The Canadian mining company aims to develop an integrated value chain from the Molo graphite mine in Madagascar to its potential processing plants in Mauritius and Saudi Arabia. A necessary component in OEM battery anodes, as well as in refractory materials used in metallurgy, NextSource Materials aims to transform its raw, concentrated graphite (SuperFlake) into purified graphite (SPG) for use in industry, particularly the automotive sector. By appointing Tilo Hauke Vice President, Downstream Operations, NextSource Materials is counting on his expertise and network to oversee the implementation of its plants and secure outlets for its OEM products in order to ensure the financing of its plants.
Tilo Hauke will bring his two decades of experience with SGL Carbon, headed by Torsten Derr, to the Canadian company. Based in Wiesbaden, Germany, this company sells graphite-based components to the chemical, automotive, aerospace and energy industries, and has production sites in America, Asia and Europe.
Tilo Hauke also worked as Executive Vice President of Supply Chain Management at FREYR Battery, headed by Tom Jensen, a developer of lithium-ion battery cells based in the USA and Norway. This company, financed by a loan from the US Department of Energy (DOE), is developing a battery plant project in Georgia, USA. A potential outlet for NextSource Materials' battery anode products? For the moment, while the mine has already been dug, the processing plant has yet to be built.
From mine to plant
Its graphite mine has already begun production of SuperFlake® graphite concentrate.
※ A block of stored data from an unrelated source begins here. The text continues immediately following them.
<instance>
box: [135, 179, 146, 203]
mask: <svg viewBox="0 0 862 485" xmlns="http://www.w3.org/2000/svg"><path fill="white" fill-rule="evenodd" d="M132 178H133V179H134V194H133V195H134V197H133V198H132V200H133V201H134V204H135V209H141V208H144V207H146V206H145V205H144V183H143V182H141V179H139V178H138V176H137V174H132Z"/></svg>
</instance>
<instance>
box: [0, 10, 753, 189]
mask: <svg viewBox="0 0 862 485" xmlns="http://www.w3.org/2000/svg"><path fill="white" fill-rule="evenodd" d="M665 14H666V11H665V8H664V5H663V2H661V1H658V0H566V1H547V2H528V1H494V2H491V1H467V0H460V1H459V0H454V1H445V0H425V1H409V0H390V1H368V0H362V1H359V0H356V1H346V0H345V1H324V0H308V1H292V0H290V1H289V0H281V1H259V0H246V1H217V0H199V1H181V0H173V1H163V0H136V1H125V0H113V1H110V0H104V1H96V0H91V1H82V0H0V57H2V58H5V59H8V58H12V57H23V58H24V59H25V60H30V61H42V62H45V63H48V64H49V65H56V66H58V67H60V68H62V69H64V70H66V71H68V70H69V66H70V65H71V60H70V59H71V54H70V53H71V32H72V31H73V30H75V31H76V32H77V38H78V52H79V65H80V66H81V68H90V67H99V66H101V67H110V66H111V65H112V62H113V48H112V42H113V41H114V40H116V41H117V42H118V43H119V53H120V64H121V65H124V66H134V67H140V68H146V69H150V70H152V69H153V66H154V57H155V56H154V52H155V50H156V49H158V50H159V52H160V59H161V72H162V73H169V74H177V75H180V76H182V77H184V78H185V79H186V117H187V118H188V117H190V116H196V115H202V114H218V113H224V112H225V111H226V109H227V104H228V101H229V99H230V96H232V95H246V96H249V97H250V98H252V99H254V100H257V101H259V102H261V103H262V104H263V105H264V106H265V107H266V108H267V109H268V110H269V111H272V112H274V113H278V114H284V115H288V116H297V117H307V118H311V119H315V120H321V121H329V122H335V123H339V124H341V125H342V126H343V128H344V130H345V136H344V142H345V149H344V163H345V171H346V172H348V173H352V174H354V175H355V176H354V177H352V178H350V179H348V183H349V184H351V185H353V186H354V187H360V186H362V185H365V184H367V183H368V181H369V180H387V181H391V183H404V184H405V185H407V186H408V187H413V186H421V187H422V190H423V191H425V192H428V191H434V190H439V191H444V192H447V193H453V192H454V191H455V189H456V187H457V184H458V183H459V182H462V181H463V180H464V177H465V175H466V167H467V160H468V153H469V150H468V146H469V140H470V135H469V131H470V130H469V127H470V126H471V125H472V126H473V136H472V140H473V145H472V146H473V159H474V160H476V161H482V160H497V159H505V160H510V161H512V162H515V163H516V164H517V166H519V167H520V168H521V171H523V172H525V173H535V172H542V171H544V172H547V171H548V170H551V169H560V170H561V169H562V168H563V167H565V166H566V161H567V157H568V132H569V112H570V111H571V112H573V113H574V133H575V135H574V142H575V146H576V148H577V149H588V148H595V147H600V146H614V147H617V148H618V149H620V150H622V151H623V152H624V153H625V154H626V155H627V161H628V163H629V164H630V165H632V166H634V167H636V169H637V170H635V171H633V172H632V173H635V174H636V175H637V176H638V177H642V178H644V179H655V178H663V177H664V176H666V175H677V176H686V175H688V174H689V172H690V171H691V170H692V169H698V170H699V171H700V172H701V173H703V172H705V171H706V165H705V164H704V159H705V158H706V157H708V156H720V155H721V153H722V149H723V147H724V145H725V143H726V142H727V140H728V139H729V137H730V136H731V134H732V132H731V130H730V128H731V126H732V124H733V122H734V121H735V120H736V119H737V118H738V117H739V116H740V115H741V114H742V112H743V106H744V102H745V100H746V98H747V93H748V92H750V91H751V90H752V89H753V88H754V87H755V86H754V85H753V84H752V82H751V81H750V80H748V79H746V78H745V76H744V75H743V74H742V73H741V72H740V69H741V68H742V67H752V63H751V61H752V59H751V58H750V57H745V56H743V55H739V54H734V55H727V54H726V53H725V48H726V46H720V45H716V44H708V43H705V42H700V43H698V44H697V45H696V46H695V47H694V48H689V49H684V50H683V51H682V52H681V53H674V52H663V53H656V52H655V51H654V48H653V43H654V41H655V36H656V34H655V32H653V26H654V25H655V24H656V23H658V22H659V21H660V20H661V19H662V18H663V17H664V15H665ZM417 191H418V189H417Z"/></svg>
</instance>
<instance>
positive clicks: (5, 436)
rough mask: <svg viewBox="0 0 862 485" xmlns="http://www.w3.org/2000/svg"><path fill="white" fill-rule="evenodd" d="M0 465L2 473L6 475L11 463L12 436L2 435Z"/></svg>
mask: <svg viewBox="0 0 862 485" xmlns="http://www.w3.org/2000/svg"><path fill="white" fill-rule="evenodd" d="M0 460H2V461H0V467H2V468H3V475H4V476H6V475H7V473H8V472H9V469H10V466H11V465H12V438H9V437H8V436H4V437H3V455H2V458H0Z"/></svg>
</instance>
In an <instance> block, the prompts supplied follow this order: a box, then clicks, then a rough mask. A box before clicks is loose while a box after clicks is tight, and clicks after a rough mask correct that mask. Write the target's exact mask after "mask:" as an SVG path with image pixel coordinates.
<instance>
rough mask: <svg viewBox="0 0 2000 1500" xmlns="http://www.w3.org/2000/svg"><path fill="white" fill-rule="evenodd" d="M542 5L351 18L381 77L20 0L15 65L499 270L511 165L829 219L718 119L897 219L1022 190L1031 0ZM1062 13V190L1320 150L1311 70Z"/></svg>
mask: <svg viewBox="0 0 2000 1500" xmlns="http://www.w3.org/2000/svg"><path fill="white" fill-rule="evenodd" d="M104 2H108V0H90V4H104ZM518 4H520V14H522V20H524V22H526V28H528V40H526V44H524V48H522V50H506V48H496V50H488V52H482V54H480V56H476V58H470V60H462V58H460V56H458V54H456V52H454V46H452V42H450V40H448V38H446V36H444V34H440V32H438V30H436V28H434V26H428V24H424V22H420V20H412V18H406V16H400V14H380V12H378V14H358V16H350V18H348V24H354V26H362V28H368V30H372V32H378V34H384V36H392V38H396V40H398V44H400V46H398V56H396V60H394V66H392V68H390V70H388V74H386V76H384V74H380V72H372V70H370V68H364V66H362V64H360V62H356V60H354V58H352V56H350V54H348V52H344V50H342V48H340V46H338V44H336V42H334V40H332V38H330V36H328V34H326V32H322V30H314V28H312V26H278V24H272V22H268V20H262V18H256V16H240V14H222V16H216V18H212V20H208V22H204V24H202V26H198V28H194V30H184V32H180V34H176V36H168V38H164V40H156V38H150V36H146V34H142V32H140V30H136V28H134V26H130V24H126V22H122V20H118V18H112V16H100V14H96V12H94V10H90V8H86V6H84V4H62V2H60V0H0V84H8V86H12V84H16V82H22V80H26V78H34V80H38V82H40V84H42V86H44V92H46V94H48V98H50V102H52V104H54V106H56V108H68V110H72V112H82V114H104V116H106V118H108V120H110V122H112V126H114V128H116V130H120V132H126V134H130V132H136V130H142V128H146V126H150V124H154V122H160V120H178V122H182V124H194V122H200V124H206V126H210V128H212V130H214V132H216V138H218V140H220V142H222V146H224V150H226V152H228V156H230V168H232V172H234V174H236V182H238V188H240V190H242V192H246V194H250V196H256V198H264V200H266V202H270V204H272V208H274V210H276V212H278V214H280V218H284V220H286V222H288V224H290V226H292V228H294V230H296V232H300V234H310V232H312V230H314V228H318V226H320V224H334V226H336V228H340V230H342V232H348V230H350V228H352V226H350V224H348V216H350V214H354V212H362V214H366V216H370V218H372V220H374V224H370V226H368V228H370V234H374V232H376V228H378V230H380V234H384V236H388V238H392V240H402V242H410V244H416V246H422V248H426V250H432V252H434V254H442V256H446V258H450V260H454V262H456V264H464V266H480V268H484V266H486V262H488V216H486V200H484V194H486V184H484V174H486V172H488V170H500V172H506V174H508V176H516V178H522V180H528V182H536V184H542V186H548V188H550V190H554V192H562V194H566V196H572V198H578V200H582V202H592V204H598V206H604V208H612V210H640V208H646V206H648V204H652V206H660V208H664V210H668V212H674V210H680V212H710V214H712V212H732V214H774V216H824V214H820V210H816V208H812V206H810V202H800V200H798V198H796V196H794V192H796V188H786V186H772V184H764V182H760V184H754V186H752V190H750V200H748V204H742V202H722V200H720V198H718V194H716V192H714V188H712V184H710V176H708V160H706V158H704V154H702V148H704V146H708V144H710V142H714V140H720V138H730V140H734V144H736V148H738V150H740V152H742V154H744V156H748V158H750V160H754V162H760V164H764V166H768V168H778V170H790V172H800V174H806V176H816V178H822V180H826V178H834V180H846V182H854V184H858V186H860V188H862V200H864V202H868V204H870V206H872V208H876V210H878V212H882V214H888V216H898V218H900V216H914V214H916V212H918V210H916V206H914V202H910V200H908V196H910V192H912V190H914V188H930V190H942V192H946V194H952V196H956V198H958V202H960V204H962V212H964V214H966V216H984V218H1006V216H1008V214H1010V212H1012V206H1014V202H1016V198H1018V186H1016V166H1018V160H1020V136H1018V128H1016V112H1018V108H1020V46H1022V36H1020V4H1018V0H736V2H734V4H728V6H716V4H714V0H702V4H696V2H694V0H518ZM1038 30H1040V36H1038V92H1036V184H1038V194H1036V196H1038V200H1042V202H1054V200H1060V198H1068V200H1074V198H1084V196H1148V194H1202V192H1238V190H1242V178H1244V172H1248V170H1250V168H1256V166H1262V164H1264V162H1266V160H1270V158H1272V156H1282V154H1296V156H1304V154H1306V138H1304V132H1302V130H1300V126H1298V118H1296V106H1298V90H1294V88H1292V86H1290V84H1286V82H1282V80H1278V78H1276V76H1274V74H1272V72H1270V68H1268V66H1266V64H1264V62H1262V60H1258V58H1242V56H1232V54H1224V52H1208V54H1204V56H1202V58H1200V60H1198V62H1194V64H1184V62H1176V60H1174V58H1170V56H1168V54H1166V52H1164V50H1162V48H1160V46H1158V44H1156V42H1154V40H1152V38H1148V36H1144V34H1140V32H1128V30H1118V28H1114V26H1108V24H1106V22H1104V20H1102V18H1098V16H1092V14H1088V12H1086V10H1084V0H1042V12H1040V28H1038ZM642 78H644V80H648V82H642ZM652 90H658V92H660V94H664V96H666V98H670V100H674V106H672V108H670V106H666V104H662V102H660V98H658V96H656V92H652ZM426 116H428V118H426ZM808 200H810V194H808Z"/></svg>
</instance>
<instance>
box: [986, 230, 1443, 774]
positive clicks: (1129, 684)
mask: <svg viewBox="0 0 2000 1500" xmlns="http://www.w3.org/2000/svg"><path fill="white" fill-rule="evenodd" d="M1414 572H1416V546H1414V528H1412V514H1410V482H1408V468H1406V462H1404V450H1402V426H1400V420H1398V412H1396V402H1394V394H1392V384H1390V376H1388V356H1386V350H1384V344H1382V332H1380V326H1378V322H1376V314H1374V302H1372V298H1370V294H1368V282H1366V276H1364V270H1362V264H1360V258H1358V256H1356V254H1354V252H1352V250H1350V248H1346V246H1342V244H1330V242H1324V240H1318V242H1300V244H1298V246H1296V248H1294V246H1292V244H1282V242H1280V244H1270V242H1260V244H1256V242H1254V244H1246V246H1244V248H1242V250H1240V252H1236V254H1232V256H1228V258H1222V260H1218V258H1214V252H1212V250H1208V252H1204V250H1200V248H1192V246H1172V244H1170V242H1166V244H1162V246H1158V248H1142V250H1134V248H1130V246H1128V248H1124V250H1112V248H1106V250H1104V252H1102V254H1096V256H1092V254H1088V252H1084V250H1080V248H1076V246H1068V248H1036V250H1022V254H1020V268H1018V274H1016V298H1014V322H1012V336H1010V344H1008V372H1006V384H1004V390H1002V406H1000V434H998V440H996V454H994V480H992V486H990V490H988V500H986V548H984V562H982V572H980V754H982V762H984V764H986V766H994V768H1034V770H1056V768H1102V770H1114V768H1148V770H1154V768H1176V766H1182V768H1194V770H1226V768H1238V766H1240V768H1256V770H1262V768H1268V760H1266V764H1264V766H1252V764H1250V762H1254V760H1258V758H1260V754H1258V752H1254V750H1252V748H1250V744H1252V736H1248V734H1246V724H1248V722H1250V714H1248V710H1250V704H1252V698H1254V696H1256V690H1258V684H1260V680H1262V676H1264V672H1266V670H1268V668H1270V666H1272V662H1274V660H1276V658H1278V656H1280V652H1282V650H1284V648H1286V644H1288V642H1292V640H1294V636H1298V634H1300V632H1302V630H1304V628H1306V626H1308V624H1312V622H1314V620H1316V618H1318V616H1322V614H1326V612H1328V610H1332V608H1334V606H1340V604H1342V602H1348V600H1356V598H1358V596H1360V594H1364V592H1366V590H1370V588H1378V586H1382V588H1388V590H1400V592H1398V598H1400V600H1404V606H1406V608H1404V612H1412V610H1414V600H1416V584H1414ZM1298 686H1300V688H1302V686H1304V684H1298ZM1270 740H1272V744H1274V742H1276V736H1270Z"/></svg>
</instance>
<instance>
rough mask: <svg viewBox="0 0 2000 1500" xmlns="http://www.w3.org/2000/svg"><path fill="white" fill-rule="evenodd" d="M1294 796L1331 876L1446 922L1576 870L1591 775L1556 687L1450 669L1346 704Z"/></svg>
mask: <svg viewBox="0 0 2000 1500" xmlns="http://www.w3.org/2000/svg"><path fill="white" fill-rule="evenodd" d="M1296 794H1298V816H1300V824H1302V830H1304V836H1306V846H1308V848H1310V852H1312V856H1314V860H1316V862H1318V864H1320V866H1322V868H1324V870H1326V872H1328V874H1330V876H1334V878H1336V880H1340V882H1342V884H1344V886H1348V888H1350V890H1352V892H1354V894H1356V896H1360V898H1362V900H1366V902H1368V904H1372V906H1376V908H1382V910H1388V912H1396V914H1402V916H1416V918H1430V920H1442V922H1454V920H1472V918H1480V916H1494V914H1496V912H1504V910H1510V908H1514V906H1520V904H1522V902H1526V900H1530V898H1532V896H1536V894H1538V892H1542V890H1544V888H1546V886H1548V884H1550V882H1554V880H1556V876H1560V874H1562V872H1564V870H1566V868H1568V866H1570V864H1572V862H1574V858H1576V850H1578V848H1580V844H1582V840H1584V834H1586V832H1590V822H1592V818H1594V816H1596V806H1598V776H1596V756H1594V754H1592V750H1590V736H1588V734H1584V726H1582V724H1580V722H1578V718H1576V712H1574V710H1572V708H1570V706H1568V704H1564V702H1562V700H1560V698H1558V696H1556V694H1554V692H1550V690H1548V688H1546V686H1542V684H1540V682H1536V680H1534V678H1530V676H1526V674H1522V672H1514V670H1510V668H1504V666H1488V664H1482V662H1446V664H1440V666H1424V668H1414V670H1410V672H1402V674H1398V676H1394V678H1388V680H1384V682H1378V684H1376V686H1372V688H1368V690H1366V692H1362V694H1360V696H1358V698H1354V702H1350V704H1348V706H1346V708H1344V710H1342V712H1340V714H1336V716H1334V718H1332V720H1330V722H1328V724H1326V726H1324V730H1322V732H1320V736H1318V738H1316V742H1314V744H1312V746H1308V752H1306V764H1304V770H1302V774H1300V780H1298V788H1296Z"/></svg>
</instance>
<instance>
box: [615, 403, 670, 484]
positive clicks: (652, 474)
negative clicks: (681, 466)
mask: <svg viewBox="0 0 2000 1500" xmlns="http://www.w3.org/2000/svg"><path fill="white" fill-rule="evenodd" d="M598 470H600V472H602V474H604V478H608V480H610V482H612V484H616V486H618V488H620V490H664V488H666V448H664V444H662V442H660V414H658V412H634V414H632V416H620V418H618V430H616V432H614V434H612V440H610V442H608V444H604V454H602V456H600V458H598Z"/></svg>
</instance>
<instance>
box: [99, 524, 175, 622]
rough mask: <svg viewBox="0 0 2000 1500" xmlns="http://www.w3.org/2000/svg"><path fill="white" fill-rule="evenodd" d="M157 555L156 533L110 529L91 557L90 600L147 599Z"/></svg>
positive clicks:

With 17,000 tonnes per year, this first phase is partly financed by Vision Blue, the company of Mick Davis, former CEO of Xstrata plc (acquired by Glencore in 2013), for USD 16.9 million.
In a second phase, financed by the World Bank through the International Finance Corporation for 91 million USD, production could reach 150,000 tonnes per year, or 10% of world production. Some of this graphite will be sold to thyssenkrupp Materials Trading GmbH, a German distributor headed by Wolfgang Schnittker.
Another part would be destined for its processing plant in Mauritius. This plant, estimated to cost around 107 million USD, is still in the financing phase. Another possibility recently considered by NextSource Materials could be Saudi Arabia, which, in support of its Vision 2030 energy transformation plan, could host a processing plant costing USD 280 million.
The Canadian company headed by Craig Sherba will therefore have to convince public and private creditors of the viability of its plant projects, which will now be supervised by Tilo Hauke. This could involve securing contracts with graphite manufacturers. With China controlling 80% of the world's production of this strategic product for the technology industry, NextSource Materials could prove a welcome alternative for Western countries, including the USA.